These were the words that thus haunted him—

“Der dritte hub ihn wieder sogleich
Und kusste sie an den Mund so bleich.”
“Dich liebt’ ich immer, dich lieb ich noch heut,
Und werde dich lieben in Ewigkeit.”

From London a day or two later he wrote to his mother, telling her simply, and in as few words as possible, that the hopes he had confided to her, were utterly and for ever at an end. He begged her to spare him the pain of entering into useless particulars, and enjoined her never, if she valued his peace and comfort, to allude to the affair directly or indirectly to him or anyone else.

Lady Severn obeyed him implicitly, and only in the recesses of her own heart, as I said, abused “Sir Archibald’s niece” for the sorrow she had brought upon her son.

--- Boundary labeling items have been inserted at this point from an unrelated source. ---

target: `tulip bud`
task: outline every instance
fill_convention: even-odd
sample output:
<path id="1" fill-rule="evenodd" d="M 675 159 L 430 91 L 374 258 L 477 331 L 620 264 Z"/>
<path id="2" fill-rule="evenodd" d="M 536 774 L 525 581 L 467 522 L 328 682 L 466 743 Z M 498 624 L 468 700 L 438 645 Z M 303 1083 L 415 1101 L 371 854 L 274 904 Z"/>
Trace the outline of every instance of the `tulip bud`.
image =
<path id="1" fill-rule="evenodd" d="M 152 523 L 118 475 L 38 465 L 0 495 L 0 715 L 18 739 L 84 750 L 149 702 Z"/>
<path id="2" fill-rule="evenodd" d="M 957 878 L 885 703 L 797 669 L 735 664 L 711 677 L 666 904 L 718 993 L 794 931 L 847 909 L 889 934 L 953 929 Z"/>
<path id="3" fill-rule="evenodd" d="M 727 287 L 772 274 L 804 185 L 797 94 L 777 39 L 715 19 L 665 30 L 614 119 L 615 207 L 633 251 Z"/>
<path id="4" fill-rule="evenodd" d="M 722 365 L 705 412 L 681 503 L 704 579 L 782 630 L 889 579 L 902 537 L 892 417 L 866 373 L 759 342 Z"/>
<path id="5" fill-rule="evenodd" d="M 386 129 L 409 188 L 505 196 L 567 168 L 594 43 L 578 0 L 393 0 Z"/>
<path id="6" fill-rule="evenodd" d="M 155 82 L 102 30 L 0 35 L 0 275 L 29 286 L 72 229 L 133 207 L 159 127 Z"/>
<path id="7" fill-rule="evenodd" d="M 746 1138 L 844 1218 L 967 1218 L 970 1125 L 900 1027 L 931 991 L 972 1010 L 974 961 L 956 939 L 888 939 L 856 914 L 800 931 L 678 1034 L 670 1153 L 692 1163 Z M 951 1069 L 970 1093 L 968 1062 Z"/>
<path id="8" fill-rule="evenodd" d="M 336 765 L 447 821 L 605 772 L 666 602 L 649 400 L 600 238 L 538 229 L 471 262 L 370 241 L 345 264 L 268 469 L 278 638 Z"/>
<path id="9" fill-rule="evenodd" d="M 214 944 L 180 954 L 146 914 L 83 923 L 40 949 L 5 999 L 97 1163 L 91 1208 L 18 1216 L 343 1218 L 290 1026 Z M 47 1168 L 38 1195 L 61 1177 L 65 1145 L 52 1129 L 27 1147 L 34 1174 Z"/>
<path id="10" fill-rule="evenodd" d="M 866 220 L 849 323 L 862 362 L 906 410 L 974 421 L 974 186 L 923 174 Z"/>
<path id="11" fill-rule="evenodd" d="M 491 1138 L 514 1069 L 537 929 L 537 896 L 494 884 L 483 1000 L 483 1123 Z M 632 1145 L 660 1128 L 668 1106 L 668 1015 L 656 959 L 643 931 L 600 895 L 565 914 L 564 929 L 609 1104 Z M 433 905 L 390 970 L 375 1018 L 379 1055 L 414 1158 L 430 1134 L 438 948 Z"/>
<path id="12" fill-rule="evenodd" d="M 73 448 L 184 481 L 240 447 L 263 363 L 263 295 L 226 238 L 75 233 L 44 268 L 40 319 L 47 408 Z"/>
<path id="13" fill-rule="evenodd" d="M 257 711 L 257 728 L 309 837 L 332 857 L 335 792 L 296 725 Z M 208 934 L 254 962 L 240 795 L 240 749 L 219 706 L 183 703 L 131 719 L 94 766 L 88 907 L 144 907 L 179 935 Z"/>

Late in the autumn, after seeing his mother and nieces comfortably re-established at Medhurst, and assisting at the gorgeous nuptials of Florence Vyse and Mr. Chepstow, Sir Ralph left England for an indefinite time: to travel in strange and distant lands, in search—not of happiness—but of interest and occupation sufficient to make life endurable.

[CHAPTER] III.

THE END OF THE HONEYMOON.

“O death, death, death, thou ever floating cloud,
There are enough unhappy on this earth,
Pass by the happy souls that love to live:
I pray thee pass before my light of life
And shadow all my soul that I may die.
Thou weighest heavy on the heart within,
Weigh heavy on my eyelids: let me die.”

ŒNONE.

THIS was the letter the little boy gave to the young lady in the arbour, and which without moving from her seat she opened and read. It was addressed outside correctly enough to “Mrs. Baldwin.” It was the first letter she had ever received from Ralph! She read it slowly, though it was short enough, dwelling on each phrase, each word, with the sort of hungry eagerness with which we strain our ears to catch each last precious whisper from loved lips which we know shall soon, very soon, be silent for ever.